Éric Lapointe s'amène en ville avec Rosa

C'est en compagnie de Rosa Larrichiuta, sa finaliste de l'émission La Voix, que le chanteur Éric Lapointe débarquera au FestiVoix le 28 juin.

Sa protégée remplacera tout l'été Rick Hugues qui, après avoir évolué ces huit dernières années aux côtés de Lapointe à titre de choriste, le quitte pour aller honorer la revue musicale American Story Show, ce qui l'amènera lui aussi à fouler les planches de la grande salle de la rue Des Forges cet été.

Pour Éric Lapointe, l'arrivée de Rosa Larrichiuta est vivifiante. «Ça amène un vent de fraîcheur dans le show et pour nous, les sept gars du band, c'est une autre dynamique d'avoir une répartie et une présence féminine sur le stage. On est tous très contents et elle fait partie des boys.»

Rosa y interprétera évidemment la pièce qu'il lui a écrite pour la finale, mais entonnera aussi d'autres pièces, dont des duos avec son coach. Avec le recul, Éric Lapointe est toujours aussi impressionnée. «Elle m'a jeté à terre dès sa première performance et elle continue à chaque fois qu'on partage la scène avec elle. Cette fille est une machine. Elle a vraiment une énergie dans laquelle je me retrouve. C'est difficile à expliquer... C'est dans sa façon d'approcher les chansons et d'aborder la musique, elle est vraiment mon pendant féminin», dit-il.

Et ce, jusque dans son attitude et son côté organique. «Elle ne se pose pas de questions, elle chante instinctivement», analyse-t-il. «La musique, tu n'es pas supposé la réfléchir, tu es supposé la sentir et la livrer. On véhicule des émotions.
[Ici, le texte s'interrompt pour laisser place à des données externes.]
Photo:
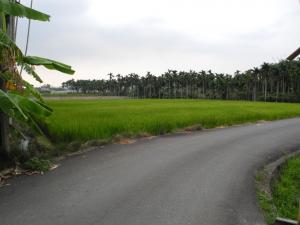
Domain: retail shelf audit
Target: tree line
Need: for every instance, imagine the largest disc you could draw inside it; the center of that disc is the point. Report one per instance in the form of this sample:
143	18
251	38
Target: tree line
276	82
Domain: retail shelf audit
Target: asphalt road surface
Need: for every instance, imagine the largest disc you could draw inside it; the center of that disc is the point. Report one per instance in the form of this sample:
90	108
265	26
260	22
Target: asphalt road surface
202	178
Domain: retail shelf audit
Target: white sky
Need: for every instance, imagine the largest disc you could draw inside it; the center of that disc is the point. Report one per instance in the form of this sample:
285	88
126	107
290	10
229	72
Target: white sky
97	37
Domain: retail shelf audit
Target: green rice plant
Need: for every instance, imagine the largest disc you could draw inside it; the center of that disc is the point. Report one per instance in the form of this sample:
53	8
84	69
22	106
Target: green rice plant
103	119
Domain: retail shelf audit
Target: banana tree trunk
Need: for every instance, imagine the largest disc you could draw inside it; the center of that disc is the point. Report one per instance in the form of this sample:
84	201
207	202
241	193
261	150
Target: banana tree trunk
4	125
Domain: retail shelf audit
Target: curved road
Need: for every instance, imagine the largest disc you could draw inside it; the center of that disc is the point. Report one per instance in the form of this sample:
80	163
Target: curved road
203	178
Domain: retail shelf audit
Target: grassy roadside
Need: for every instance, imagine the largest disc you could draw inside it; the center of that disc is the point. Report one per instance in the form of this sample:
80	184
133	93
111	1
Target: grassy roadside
287	191
283	201
103	119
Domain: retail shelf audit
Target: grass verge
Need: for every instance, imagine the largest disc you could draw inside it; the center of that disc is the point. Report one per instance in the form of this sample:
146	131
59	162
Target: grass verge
280	200
286	192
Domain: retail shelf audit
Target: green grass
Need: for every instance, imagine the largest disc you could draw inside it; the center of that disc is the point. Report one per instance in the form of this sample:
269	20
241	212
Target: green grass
102	119
287	191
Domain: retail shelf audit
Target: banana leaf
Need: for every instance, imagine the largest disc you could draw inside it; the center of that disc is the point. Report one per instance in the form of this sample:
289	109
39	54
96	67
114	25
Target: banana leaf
19	10
49	64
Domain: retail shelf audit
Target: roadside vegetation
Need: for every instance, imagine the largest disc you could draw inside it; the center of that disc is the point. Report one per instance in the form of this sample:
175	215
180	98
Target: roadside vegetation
281	199
286	194
103	119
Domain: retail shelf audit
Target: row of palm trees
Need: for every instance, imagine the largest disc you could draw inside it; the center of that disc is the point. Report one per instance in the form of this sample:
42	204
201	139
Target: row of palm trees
270	82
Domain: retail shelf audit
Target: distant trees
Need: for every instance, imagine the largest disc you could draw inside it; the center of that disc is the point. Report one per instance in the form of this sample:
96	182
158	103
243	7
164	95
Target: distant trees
278	82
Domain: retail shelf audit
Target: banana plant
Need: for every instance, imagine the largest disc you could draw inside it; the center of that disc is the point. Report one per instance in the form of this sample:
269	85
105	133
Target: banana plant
23	102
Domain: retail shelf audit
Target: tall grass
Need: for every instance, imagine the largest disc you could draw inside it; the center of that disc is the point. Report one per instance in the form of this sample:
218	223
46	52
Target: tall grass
102	119
287	191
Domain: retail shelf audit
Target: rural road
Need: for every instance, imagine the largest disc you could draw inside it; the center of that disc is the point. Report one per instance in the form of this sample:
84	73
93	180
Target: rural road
202	178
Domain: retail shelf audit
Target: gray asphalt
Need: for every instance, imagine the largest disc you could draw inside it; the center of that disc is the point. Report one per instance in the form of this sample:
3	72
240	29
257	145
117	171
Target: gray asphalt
200	178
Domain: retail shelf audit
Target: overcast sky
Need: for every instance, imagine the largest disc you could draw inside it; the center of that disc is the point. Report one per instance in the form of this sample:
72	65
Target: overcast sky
123	36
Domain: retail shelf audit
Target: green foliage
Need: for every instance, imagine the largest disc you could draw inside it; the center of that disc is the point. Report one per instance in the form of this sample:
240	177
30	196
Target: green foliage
102	119
15	9
287	191
24	104
38	164
276	82
266	204
49	64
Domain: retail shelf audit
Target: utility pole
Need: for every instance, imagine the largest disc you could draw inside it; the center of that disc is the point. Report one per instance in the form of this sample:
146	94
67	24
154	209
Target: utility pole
4	124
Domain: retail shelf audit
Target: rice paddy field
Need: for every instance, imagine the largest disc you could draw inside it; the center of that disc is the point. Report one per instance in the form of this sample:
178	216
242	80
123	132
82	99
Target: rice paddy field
91	119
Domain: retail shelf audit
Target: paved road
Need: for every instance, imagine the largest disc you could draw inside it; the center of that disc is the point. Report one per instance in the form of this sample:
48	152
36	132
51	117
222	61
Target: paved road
204	178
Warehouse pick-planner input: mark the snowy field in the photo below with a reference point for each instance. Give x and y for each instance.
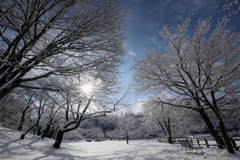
(34, 148)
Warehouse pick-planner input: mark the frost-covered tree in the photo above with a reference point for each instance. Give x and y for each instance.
(163, 116)
(229, 5)
(88, 98)
(43, 38)
(198, 69)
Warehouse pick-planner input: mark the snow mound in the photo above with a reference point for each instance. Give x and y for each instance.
(35, 148)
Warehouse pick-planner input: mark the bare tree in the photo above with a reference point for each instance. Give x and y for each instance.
(229, 5)
(162, 115)
(199, 68)
(125, 123)
(43, 38)
(88, 98)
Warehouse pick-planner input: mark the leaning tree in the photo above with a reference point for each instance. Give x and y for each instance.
(53, 38)
(201, 68)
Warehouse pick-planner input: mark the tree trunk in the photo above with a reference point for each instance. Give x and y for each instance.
(23, 135)
(22, 121)
(213, 132)
(225, 136)
(46, 131)
(168, 127)
(58, 139)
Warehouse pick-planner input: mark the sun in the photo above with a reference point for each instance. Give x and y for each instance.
(87, 88)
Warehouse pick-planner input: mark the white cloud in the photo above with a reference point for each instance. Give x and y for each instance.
(132, 53)
(157, 43)
(138, 107)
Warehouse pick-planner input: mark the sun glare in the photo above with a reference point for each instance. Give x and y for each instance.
(87, 88)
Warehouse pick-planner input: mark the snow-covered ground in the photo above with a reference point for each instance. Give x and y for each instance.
(34, 148)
J'aime ça comme ça.»

Et il a aimé composer pour elle, comme il a aimé le faire pour son amie Valérie Lahaie, sa finaliste de l'année précédente. «C'est un beau challenge d'écrire pour des femmes. Essayer de se mettre dans la peau d'une femme est toujours un exercice plaisant. On dit que la création, c'est d'exprimer son côté féminin», sourit-il. «Rosa est inspirante. J'ai écrit pour elle comme si j'avais composé pour moi. Pour l'instant, elle fera la tournée avec nous et après, je n'écarte pas la possibilité de travailler avec elle sur un éventuel album.»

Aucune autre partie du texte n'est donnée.